Half of the initial public offerings this year through mid-May jumped more than 300% in their first month.

Now, those can’t-lose bets are looking vulnerable. The Bloomberg China IPO Index dropped 10% from its high on 27 May through Wednesday, while all 10 of this month’s worst-performing companies in the benchmark Shanghai Composite Index are IPOs from the class of 2015. Jiangsu Broadcasting Cable Information Network Corp., which peaked at 197 times earnings after 23 straight days of post-IPO gains, has since lost 39%.

The turnaround is a sign that China’s equity rally has gone too far, too fast as investors lose confidence in some of the market’s best performers, according to BNP Paribas (China) Ltd. Even after its recent slump, the Bloomberg China IPO index is up 178% this year, versus a 54% gain for the Shanghai Composite. “Investors are becoming more fearful than greedy,” said Chen Xingdong, the chief economist and head of macro-economics research at BNP in Beijing. “Stock prices have gone too high despite weak economic growth.”

Granted, early investors in this year’s IPOs are still sitting on gains, with none of the shares having dropped below their offering prices. And if analyst estimates are any guide, investors haven’t yet lost appetite for buying into IPOs before they start trading: offerings this week will lure about 6.7 trillion yuan ($1.1 trillion) of bids, according to a Bloomberg survey of forecasters.

“This game is not over yet,” said Steve Wang, the chief China economist at Reorient Financial Markets Ltd in Hong Kong. “People will return to it as market conditions improve.”

Sceptics are concerned valuations are overstretched. China’s market capitalization has almost tripled in the past year to $9.5 trillion, despite projections for the weakest annual economic expansion since 1990. At 101 times reported earnings, the median stock on mainland exchanges is now more expensive than when the Shanghai Composite peaked in 2007.

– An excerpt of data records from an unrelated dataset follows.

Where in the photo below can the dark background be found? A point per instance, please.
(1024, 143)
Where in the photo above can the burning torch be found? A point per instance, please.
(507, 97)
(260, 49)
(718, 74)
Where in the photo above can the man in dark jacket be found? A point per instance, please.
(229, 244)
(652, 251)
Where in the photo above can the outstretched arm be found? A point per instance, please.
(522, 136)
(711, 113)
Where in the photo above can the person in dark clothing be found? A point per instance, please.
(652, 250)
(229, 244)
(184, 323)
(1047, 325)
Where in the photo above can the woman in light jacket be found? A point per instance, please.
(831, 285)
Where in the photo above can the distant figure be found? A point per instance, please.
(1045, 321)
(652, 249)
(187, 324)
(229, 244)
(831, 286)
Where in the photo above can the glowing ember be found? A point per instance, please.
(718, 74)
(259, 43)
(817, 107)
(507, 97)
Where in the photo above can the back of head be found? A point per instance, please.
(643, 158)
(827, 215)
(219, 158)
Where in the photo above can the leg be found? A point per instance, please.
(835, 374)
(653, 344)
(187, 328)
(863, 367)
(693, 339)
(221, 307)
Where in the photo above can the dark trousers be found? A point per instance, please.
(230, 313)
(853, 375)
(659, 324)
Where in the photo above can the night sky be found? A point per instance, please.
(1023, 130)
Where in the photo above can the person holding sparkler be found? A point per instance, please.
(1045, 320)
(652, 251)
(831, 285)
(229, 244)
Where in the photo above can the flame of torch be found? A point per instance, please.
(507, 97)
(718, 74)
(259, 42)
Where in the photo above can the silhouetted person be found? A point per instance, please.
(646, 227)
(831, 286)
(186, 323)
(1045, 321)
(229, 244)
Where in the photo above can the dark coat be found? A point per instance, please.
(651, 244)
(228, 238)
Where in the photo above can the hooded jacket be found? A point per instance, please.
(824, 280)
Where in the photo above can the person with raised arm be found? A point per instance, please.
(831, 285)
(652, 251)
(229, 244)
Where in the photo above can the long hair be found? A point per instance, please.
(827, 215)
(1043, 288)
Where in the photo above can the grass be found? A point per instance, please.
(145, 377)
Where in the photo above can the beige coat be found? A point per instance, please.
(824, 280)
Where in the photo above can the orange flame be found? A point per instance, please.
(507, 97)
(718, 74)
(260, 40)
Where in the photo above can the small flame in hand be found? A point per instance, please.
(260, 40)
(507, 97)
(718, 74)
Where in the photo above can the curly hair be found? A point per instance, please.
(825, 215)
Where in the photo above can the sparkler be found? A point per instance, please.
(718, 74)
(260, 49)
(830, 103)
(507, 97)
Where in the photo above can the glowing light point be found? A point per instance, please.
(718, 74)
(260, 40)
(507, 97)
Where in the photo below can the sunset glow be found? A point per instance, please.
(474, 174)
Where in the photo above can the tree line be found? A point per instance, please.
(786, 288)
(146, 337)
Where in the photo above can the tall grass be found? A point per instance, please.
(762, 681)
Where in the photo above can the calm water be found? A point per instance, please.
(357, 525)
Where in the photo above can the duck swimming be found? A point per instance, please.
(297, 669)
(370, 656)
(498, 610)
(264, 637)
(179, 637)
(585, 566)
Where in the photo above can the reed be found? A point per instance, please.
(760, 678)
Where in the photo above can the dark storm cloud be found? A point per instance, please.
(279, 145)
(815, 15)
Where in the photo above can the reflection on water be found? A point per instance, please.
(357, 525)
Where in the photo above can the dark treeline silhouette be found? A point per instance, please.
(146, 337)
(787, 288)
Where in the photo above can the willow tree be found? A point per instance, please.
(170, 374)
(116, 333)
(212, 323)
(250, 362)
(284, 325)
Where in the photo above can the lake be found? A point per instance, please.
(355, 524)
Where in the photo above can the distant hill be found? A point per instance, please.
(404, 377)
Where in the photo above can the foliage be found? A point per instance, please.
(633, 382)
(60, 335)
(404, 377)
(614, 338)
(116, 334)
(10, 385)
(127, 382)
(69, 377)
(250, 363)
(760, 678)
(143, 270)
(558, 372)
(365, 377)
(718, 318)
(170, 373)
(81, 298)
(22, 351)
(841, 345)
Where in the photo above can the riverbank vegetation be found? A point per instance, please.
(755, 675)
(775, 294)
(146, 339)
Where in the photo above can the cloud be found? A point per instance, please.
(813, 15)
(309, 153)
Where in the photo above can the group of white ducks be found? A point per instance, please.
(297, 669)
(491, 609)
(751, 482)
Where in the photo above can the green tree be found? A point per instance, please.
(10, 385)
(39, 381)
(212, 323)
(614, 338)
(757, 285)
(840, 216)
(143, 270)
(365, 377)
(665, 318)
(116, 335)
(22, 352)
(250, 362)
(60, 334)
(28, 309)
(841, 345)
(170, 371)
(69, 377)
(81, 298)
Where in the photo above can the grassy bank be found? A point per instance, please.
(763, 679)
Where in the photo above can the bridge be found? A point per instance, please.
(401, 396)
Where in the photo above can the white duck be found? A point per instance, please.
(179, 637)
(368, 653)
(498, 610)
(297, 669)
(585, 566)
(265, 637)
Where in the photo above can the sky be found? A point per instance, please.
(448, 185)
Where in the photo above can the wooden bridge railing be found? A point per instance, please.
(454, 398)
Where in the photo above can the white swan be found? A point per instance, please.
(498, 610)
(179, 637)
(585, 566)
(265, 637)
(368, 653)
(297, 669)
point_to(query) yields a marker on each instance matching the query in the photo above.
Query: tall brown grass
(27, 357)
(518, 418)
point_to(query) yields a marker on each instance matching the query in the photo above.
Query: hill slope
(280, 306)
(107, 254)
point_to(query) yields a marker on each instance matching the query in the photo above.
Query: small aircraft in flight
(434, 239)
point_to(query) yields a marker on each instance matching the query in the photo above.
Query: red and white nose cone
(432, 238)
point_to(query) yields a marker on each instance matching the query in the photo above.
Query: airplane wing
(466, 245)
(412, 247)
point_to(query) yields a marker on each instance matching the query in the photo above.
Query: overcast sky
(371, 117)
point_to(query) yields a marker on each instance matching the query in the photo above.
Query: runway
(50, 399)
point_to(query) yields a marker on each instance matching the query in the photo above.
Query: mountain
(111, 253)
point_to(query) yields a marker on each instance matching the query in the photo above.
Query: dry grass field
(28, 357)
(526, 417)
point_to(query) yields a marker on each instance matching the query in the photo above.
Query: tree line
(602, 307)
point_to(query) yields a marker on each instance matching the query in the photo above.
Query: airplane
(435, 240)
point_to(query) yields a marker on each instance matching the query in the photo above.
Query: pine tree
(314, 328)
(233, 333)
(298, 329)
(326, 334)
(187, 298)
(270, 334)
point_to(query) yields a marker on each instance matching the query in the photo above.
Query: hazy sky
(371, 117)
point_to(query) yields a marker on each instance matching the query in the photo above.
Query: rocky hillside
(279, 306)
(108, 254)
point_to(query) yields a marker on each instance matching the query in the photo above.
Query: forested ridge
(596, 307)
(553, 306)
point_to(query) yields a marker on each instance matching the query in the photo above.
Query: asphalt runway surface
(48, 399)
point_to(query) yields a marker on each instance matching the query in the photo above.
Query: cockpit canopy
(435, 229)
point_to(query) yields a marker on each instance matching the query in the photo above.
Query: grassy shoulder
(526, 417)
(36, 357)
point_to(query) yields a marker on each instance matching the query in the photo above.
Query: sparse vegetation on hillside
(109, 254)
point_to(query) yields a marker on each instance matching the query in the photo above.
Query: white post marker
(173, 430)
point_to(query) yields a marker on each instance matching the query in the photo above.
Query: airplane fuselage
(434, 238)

Some of this year’s new shares are even pricier. Dalian Energas Gas-System Co., which soared 870% since listing in April, has a price-to-earnings multiple of 158. Chongqing Zaisheng Technology Corp.’s ratio is 121 after surging 998% since January. Both stocks are among the biggest losers in Shanghai this month, with declines of at least 25%.

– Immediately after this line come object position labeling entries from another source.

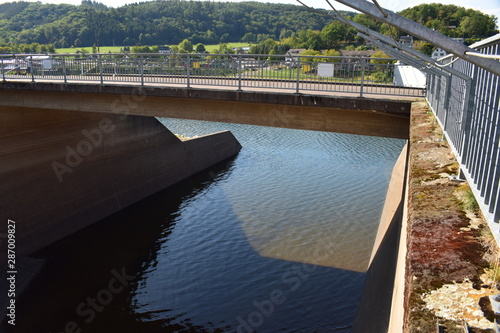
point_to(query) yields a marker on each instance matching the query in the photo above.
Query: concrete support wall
(343, 115)
(376, 304)
(61, 170)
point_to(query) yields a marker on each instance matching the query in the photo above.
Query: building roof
(357, 53)
(296, 51)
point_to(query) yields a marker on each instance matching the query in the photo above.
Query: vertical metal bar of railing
(239, 72)
(3, 71)
(64, 69)
(141, 69)
(298, 65)
(101, 74)
(446, 104)
(188, 71)
(32, 69)
(362, 76)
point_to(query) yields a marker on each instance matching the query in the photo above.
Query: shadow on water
(99, 279)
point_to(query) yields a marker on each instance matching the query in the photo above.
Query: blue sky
(491, 7)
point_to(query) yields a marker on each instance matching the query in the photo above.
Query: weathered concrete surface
(344, 115)
(374, 312)
(61, 171)
(448, 245)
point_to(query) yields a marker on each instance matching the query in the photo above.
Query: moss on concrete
(446, 239)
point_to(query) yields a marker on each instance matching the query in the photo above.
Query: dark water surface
(275, 240)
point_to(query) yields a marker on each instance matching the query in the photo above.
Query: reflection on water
(277, 239)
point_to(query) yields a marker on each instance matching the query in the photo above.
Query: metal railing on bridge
(468, 111)
(354, 75)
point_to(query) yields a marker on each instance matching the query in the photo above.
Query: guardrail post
(188, 70)
(31, 69)
(446, 104)
(468, 106)
(297, 88)
(362, 76)
(239, 72)
(141, 69)
(99, 59)
(3, 71)
(64, 69)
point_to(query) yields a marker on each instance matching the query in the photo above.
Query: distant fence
(357, 75)
(468, 111)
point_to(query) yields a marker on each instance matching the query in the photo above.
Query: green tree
(200, 48)
(185, 46)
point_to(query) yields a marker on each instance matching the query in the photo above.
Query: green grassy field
(116, 49)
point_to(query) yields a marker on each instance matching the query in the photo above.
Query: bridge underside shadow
(374, 117)
(63, 170)
(74, 154)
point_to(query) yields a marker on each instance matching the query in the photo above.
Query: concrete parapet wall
(61, 170)
(320, 113)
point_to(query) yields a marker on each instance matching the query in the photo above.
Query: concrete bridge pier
(61, 171)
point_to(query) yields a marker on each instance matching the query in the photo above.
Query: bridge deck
(381, 115)
(262, 86)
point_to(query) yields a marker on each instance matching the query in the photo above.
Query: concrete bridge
(75, 153)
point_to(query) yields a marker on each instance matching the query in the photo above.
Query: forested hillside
(274, 27)
(148, 23)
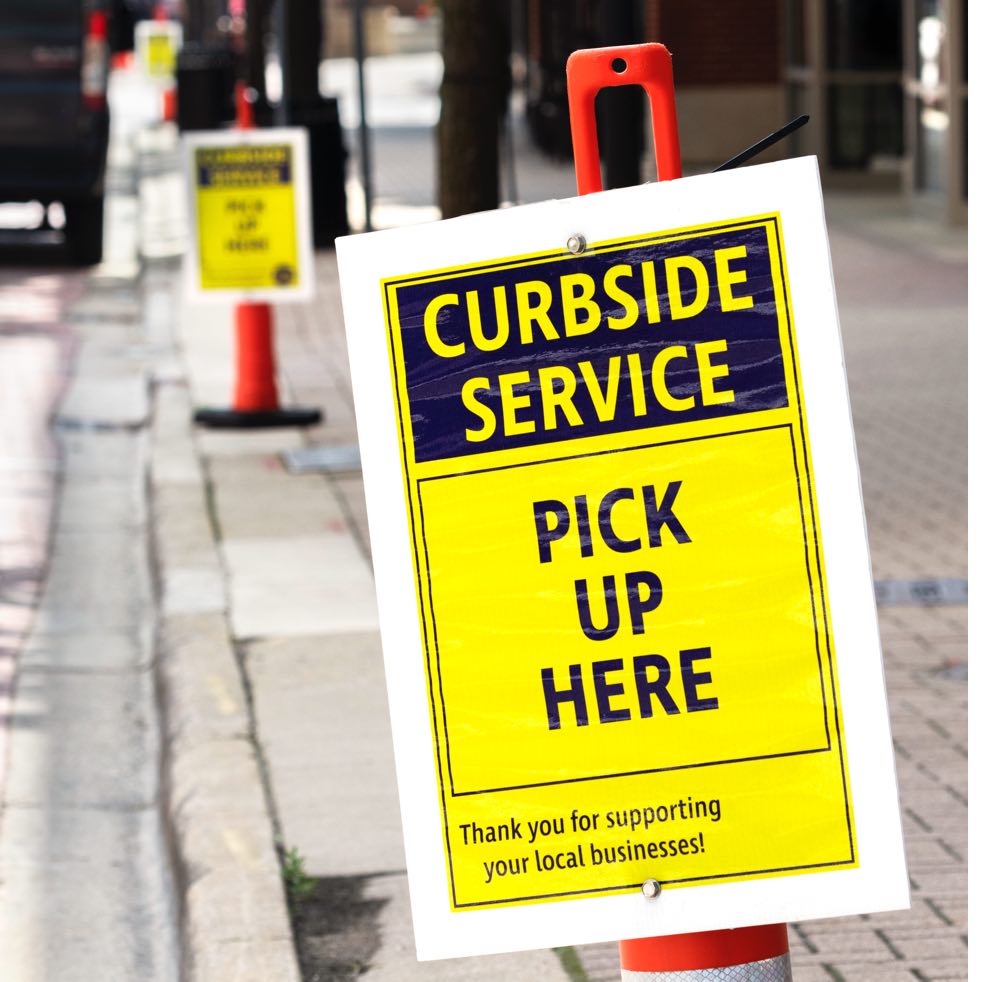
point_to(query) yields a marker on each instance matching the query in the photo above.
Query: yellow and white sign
(157, 45)
(250, 215)
(624, 589)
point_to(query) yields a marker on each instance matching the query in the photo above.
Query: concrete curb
(235, 921)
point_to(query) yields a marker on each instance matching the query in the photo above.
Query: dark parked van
(54, 120)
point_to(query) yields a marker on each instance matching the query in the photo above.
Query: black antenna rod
(768, 141)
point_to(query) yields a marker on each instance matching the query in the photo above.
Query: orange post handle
(592, 69)
(245, 115)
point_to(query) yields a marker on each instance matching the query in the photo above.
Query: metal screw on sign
(576, 243)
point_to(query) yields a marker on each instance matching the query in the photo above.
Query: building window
(865, 124)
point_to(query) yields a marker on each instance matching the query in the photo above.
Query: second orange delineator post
(255, 400)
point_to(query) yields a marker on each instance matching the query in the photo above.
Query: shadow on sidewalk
(337, 929)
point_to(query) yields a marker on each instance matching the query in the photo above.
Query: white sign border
(296, 136)
(792, 189)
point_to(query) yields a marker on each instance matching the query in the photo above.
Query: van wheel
(83, 230)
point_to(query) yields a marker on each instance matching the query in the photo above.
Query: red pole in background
(255, 401)
(745, 954)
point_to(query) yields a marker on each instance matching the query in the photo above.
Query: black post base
(235, 419)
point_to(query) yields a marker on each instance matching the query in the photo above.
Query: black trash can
(329, 208)
(205, 86)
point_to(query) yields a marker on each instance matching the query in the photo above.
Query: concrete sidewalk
(302, 621)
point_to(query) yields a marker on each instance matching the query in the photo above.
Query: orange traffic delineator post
(746, 954)
(255, 401)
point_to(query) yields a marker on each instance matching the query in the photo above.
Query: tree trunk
(474, 93)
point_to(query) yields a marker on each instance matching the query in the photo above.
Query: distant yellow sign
(157, 44)
(622, 595)
(250, 213)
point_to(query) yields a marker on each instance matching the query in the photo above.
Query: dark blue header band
(648, 335)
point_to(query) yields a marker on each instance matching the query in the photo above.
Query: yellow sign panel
(247, 233)
(621, 589)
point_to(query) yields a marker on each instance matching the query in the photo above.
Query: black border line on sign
(389, 287)
(454, 793)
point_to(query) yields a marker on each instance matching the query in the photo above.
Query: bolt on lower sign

The Shanghai Composite dropped 3.7% at the close on Thursday, while the China IPO index sank 4.3%.

“The valuation is becoming less and less sustainable,” Norman Chan, an investment director at NAB Private Wealth Advisory, said in a Bloomberg Television interview in Hong Kong. “Further upside is limited.” Bloomberg

Sarah McDonald in Sydney contributed to this story.